The right to relax has to be earned,
But, for the scorecard, I do still yern.

No good deed is ever enough.
I have to do more and be
Tough! Tough! Tough!

AbundantLiving
Posts: 10
Joined: Sat Jan 26, 2008 10:44 pm

Post by AbundantLiving » Sun Feb 03, 2008 1:13 am

Hi MsPurple, I'll send you the entire poem in a private message. My mom once told me that if you can leave this world with ONE friend, you've experienced a miracle. Don't feel alone because true friends are very hard to come by. Do you know what the biblical definition of a friend is? Ultimately someone who will lay down their life for you. Jesus laid down His life for us and if you haven't yet, please accept His friendship. I did back in 2001 and I still wonder till this day how I made it so long without Him. Besides God, my mom is my only other true friend. I've learned that in life, you'll have many associates but very few friends. So don't feel alone. I feel your pain in your poem and I empathize with you. Please read John ch. 14:1-6;27 and John ch. 15:13.
Yes you can.
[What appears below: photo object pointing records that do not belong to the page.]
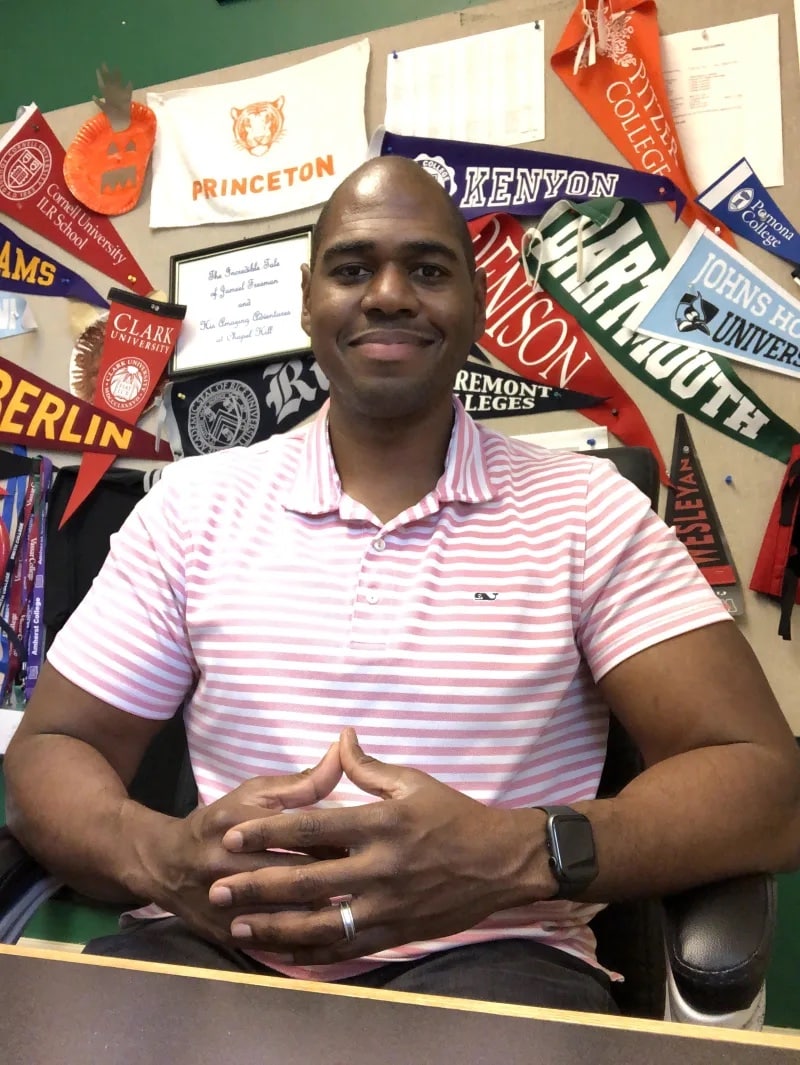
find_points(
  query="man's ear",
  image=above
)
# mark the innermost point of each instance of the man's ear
(305, 312)
(479, 302)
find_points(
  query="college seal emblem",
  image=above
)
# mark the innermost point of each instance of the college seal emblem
(225, 414)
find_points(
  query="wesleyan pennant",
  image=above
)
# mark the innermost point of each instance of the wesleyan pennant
(691, 512)
(602, 273)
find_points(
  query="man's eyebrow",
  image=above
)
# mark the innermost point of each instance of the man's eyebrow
(408, 247)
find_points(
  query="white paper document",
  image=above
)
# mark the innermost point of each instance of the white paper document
(488, 87)
(724, 89)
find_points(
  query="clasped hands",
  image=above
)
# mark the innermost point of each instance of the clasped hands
(424, 862)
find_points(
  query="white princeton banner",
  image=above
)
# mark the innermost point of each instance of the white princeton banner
(712, 296)
(260, 147)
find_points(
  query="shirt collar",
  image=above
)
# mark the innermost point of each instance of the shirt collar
(317, 490)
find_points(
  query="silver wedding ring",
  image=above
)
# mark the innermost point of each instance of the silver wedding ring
(347, 921)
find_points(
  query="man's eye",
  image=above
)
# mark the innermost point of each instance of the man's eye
(429, 272)
(350, 272)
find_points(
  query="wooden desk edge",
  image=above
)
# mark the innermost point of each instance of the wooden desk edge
(787, 1042)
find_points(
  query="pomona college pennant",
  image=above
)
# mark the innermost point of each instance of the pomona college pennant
(601, 273)
(33, 191)
(535, 336)
(609, 58)
(739, 200)
(484, 178)
(16, 316)
(711, 295)
(691, 512)
(264, 146)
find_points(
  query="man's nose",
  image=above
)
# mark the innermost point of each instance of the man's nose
(390, 290)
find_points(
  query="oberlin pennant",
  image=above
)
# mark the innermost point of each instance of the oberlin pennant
(38, 414)
(33, 191)
(739, 200)
(601, 273)
(241, 406)
(487, 392)
(484, 178)
(140, 337)
(25, 268)
(534, 336)
(609, 58)
(691, 512)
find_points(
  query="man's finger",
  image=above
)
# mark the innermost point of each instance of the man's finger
(294, 883)
(294, 789)
(373, 776)
(310, 829)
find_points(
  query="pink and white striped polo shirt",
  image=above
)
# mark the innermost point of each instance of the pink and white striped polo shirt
(462, 638)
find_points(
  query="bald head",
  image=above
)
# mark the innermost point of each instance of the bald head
(395, 176)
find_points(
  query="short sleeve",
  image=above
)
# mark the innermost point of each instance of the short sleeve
(127, 642)
(639, 584)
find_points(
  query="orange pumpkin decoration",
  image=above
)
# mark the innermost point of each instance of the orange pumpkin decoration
(105, 164)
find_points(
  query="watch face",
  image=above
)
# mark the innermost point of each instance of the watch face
(573, 849)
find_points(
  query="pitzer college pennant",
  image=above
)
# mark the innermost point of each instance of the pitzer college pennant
(691, 512)
(609, 58)
(601, 273)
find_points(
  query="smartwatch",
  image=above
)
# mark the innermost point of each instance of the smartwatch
(570, 844)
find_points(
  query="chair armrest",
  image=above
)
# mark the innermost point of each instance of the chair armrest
(719, 938)
(23, 886)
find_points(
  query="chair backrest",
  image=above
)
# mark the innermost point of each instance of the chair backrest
(74, 556)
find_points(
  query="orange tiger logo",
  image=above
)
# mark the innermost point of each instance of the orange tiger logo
(258, 126)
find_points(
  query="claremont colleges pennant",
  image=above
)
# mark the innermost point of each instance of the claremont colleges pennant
(33, 192)
(601, 274)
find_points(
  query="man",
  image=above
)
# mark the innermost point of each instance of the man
(470, 605)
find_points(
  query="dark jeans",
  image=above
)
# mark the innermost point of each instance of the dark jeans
(506, 970)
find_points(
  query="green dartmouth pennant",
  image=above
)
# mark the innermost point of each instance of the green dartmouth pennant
(598, 266)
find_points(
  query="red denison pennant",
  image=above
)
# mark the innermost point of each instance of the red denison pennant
(534, 336)
(141, 334)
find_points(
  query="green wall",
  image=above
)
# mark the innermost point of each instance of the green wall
(50, 49)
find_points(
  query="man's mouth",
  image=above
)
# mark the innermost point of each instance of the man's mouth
(391, 344)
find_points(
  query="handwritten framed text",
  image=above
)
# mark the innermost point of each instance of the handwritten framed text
(243, 301)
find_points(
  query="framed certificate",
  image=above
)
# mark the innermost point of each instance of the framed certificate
(243, 301)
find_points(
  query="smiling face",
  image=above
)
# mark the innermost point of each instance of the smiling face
(391, 305)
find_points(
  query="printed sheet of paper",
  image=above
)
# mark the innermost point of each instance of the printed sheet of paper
(447, 91)
(724, 91)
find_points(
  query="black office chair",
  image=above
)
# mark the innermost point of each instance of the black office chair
(698, 956)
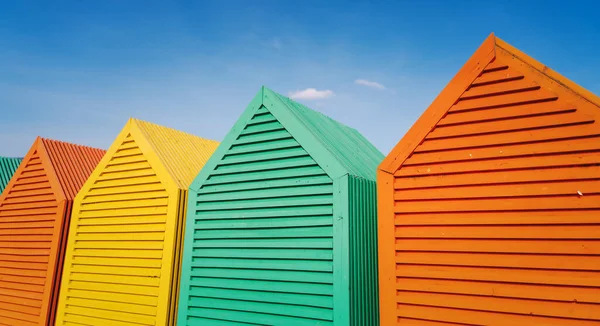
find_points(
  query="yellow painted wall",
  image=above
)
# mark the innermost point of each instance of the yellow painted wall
(122, 261)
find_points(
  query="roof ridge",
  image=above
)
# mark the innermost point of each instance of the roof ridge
(548, 72)
(345, 144)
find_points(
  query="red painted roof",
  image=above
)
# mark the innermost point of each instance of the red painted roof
(73, 164)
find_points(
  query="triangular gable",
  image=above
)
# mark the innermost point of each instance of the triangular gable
(8, 166)
(182, 154)
(175, 156)
(350, 148)
(72, 163)
(331, 149)
(37, 155)
(497, 76)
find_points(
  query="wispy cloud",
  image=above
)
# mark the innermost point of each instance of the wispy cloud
(311, 94)
(369, 83)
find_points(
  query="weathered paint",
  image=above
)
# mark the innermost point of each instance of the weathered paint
(34, 212)
(123, 256)
(489, 210)
(8, 166)
(281, 220)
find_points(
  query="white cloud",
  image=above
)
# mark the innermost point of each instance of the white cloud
(369, 83)
(311, 94)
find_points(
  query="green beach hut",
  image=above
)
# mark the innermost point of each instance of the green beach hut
(281, 225)
(8, 166)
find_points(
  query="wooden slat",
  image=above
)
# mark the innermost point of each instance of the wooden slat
(574, 132)
(500, 88)
(502, 164)
(504, 218)
(501, 232)
(507, 290)
(518, 260)
(505, 100)
(500, 177)
(505, 275)
(506, 151)
(536, 122)
(538, 246)
(502, 305)
(483, 318)
(504, 191)
(501, 204)
(534, 109)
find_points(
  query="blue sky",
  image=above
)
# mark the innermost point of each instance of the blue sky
(77, 70)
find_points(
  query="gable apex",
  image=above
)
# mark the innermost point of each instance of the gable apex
(494, 72)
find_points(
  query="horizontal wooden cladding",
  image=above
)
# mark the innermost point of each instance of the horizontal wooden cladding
(109, 317)
(519, 246)
(289, 191)
(450, 316)
(552, 174)
(28, 216)
(512, 260)
(554, 293)
(497, 73)
(496, 89)
(123, 307)
(115, 297)
(557, 188)
(215, 275)
(264, 184)
(501, 128)
(513, 306)
(569, 131)
(265, 264)
(570, 202)
(271, 297)
(500, 232)
(264, 243)
(312, 254)
(503, 164)
(560, 146)
(266, 286)
(503, 275)
(504, 100)
(145, 292)
(204, 316)
(306, 171)
(291, 232)
(506, 113)
(276, 222)
(280, 308)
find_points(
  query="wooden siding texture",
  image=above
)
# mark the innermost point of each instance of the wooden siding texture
(34, 212)
(8, 166)
(123, 256)
(262, 244)
(496, 212)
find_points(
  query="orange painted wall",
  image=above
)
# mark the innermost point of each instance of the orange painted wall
(489, 207)
(34, 212)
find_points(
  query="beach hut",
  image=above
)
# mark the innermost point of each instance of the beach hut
(8, 166)
(281, 226)
(35, 209)
(489, 205)
(123, 254)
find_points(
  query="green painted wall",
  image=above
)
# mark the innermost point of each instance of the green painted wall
(277, 222)
(8, 166)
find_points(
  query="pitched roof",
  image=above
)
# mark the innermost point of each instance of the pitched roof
(358, 156)
(72, 163)
(494, 55)
(8, 166)
(182, 154)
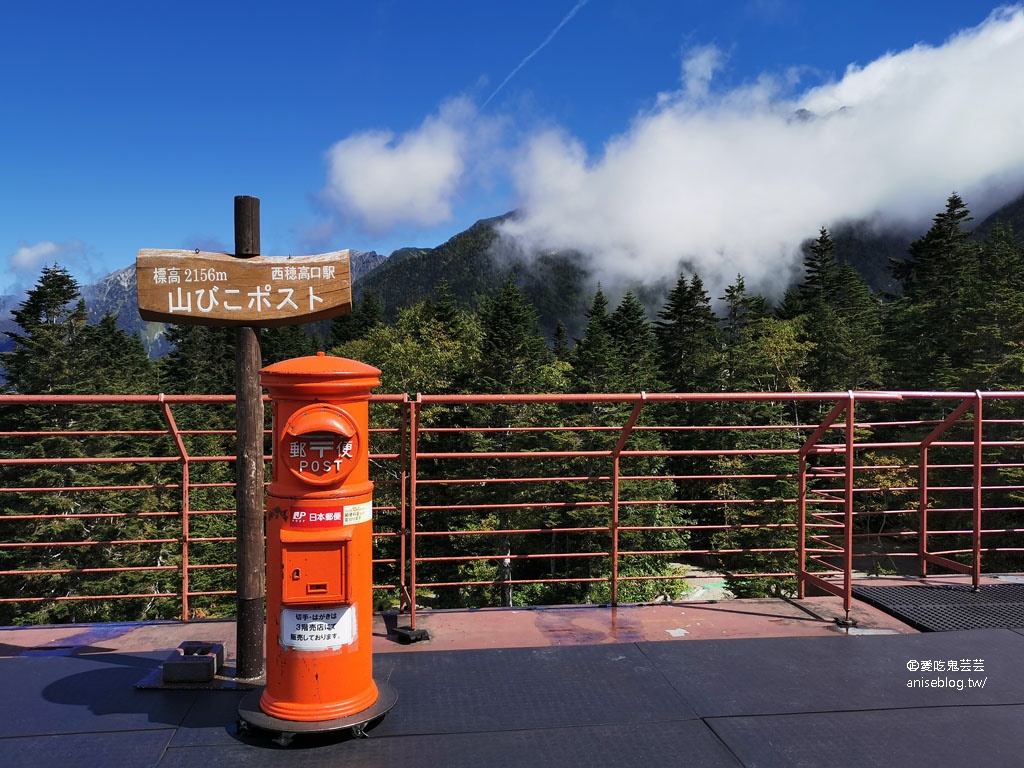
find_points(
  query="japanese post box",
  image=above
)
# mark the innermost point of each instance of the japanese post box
(318, 540)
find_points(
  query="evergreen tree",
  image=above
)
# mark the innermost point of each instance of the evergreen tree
(927, 324)
(635, 345)
(514, 355)
(45, 353)
(594, 355)
(560, 343)
(367, 313)
(284, 343)
(688, 335)
(840, 320)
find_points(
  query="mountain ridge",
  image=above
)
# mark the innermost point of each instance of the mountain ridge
(475, 263)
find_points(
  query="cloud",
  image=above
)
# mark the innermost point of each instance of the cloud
(29, 259)
(381, 180)
(732, 181)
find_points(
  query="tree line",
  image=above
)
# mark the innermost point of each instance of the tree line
(957, 324)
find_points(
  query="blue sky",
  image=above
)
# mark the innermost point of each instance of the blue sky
(638, 129)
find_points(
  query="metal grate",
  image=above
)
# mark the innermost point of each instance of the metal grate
(949, 607)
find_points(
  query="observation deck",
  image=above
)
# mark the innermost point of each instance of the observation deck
(765, 682)
(609, 499)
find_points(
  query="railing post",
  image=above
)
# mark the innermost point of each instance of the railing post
(802, 525)
(183, 454)
(848, 507)
(978, 432)
(414, 437)
(624, 436)
(403, 455)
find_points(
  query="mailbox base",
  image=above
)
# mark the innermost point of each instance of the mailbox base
(251, 716)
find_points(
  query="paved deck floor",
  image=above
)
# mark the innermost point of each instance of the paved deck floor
(735, 683)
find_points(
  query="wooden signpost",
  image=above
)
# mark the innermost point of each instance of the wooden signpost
(218, 289)
(247, 291)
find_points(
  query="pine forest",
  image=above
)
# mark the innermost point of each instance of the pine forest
(956, 324)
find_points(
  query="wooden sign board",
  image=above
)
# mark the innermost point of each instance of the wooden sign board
(217, 289)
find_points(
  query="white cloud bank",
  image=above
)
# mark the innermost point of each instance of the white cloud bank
(727, 182)
(28, 259)
(382, 180)
(733, 182)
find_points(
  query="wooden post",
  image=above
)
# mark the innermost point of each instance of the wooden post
(245, 291)
(249, 466)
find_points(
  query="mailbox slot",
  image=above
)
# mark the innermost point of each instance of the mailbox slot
(315, 565)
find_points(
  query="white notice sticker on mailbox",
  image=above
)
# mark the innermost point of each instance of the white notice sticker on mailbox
(317, 629)
(355, 513)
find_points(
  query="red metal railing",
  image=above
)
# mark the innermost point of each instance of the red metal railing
(121, 507)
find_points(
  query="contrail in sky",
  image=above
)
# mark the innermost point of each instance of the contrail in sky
(568, 17)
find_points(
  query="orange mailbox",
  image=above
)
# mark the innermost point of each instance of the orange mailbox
(320, 549)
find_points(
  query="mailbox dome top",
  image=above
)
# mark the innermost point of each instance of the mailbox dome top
(322, 366)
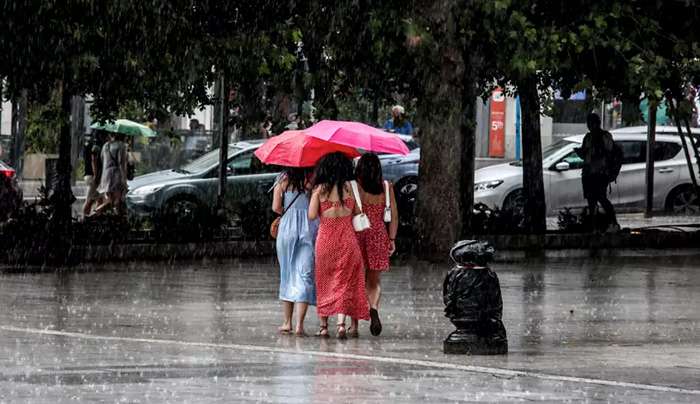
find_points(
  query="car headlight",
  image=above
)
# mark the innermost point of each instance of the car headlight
(483, 186)
(143, 191)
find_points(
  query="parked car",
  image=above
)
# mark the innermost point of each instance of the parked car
(402, 171)
(6, 170)
(10, 193)
(188, 194)
(501, 185)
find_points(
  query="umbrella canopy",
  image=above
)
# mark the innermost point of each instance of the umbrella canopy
(358, 135)
(125, 127)
(294, 148)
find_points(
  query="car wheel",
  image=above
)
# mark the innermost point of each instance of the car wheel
(683, 200)
(184, 217)
(515, 202)
(406, 191)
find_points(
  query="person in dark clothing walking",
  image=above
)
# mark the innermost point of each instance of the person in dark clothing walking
(93, 170)
(597, 153)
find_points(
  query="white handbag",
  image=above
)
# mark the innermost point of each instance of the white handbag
(387, 204)
(360, 222)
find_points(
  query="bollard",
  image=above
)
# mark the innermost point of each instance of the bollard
(473, 303)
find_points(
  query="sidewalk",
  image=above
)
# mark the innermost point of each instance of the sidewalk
(30, 188)
(637, 220)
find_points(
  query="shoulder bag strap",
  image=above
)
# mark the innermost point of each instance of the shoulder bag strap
(290, 204)
(356, 194)
(386, 195)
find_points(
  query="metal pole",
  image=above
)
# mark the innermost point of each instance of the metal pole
(19, 129)
(693, 142)
(674, 112)
(223, 146)
(651, 141)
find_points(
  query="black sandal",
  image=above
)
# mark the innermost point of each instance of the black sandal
(342, 333)
(323, 331)
(375, 326)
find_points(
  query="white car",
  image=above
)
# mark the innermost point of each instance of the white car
(501, 185)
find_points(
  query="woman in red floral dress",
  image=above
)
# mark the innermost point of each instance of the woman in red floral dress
(377, 243)
(340, 278)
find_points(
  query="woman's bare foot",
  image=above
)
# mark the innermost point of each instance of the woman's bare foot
(323, 331)
(342, 333)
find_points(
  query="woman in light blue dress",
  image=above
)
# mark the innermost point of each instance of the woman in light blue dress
(295, 248)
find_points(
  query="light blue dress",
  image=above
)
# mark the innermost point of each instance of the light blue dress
(295, 251)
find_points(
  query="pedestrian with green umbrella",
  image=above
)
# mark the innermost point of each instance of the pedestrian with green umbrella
(113, 184)
(125, 127)
(114, 173)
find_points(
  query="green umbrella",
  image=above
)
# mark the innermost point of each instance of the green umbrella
(126, 127)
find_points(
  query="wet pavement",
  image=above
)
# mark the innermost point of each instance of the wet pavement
(612, 329)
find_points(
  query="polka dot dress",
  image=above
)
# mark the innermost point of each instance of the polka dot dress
(340, 274)
(374, 242)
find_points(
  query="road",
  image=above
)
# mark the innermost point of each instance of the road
(608, 329)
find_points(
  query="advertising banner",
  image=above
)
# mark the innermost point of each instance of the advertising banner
(497, 120)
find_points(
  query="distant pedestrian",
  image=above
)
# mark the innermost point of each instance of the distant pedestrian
(398, 123)
(340, 275)
(114, 173)
(377, 243)
(601, 165)
(266, 128)
(296, 237)
(93, 170)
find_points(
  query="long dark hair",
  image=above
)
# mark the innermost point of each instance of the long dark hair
(369, 173)
(333, 170)
(296, 178)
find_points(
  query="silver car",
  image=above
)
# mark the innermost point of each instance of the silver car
(188, 194)
(501, 185)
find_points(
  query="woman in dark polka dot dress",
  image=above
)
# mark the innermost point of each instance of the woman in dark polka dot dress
(377, 242)
(340, 277)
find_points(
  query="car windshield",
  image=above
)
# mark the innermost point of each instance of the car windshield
(207, 161)
(549, 151)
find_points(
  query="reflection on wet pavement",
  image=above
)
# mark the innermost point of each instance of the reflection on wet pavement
(201, 332)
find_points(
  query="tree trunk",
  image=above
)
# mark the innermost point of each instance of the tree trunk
(19, 129)
(63, 195)
(651, 139)
(631, 114)
(217, 114)
(533, 184)
(223, 147)
(77, 130)
(446, 180)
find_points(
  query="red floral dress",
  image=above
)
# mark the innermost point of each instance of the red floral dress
(374, 242)
(340, 275)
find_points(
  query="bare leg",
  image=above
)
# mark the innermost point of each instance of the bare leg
(374, 288)
(288, 309)
(106, 202)
(301, 314)
(609, 210)
(374, 293)
(342, 333)
(87, 208)
(323, 332)
(354, 330)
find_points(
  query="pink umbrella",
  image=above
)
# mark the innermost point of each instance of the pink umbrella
(358, 135)
(294, 148)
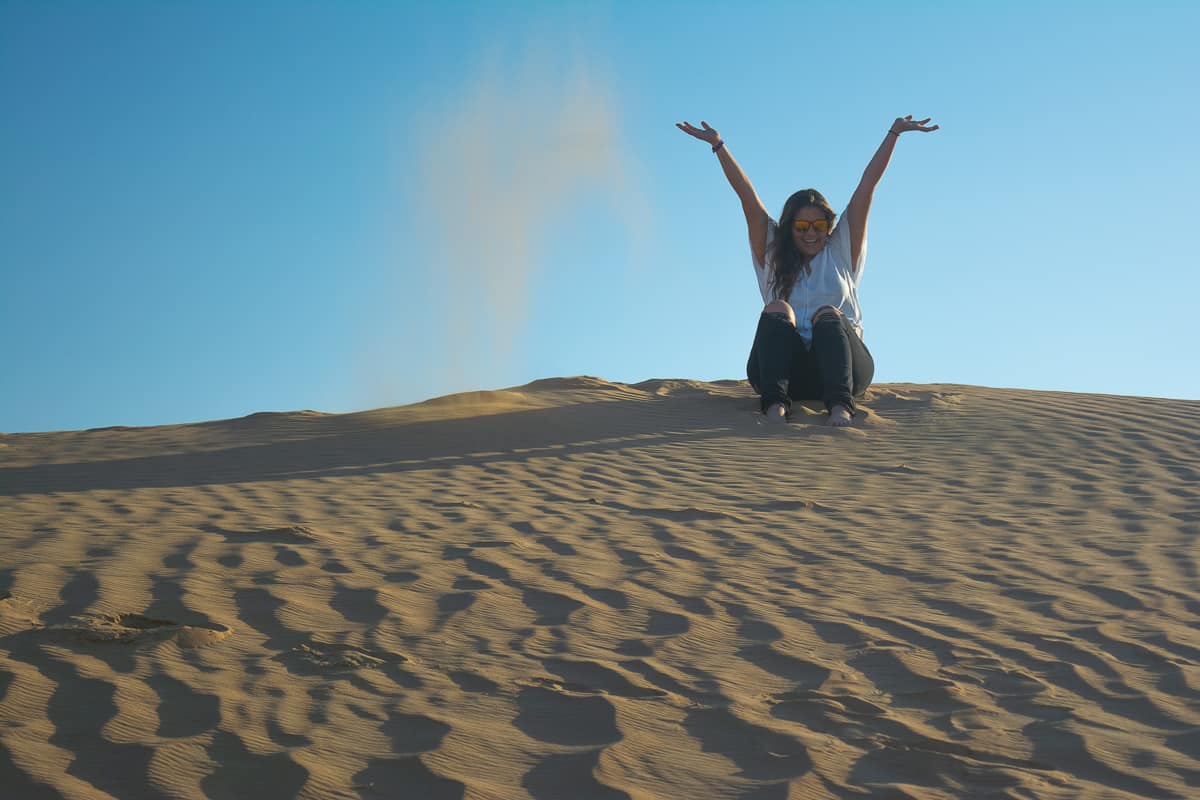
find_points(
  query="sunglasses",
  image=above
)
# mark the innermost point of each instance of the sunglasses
(802, 226)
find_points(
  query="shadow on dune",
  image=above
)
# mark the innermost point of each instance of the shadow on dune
(343, 446)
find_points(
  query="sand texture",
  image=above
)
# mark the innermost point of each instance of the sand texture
(589, 590)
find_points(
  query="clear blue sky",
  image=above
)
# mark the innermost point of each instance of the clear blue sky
(211, 209)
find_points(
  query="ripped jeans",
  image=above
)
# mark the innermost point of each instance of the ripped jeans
(835, 368)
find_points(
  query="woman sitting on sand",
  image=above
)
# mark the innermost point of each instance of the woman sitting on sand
(809, 343)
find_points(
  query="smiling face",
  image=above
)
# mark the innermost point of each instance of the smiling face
(811, 240)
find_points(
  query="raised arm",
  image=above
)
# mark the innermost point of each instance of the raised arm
(753, 208)
(861, 200)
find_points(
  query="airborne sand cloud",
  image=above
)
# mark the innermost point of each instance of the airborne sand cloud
(498, 166)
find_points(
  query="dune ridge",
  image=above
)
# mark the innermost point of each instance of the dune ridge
(586, 589)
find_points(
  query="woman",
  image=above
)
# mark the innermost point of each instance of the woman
(809, 343)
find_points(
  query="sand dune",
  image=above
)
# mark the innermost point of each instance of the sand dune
(581, 589)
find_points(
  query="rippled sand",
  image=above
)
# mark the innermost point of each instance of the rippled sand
(579, 589)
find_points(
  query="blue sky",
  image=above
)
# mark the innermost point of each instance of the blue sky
(211, 209)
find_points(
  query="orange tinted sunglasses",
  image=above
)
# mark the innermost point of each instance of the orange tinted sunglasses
(802, 226)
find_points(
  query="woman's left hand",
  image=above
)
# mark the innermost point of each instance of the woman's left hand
(909, 124)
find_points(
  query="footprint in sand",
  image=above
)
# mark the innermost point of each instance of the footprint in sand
(286, 534)
(321, 657)
(136, 630)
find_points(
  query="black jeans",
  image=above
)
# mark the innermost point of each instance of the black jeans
(837, 368)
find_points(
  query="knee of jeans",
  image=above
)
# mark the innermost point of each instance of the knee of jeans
(780, 307)
(826, 313)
Stop being afraid of your capability.

AMANDAJ
Posts: 21
Joined: Thu Jan 24, 2008 7:59 am

Post by AMANDAJ » Sun Feb 03, 2008 8:14 am

I am trying to not be so hard on myself. Both of those poems are good. I struggle with social anxiety since if I can't please people I get anxiety attacks and beat myself up for it. I have been told to do your best and appreciate it. I can choose to help people meet their needs but not worry meeting their wants. I struggle really hard with this with everyone I know which leads to be having many nervous breakdowns since it is more than anyone should bear. I have an non-understanding support system since they don't understand the seriousness of my anxiety/ depression.They think I can just stop worrying and be fine.

AmandaJ

Moontale
Posts: 43
Joined: Wed Nov 28, 2007 7:50 am

Post by Moontale » Fri Feb 08, 2008 3:30 pm

Thank you for all your comments!!!! I appreciate it....I started reading a book call dying of embarassment and I can't believe how good explains the social anxiety.......is practically a whole different anxiety from of what we all have here........Thanks!!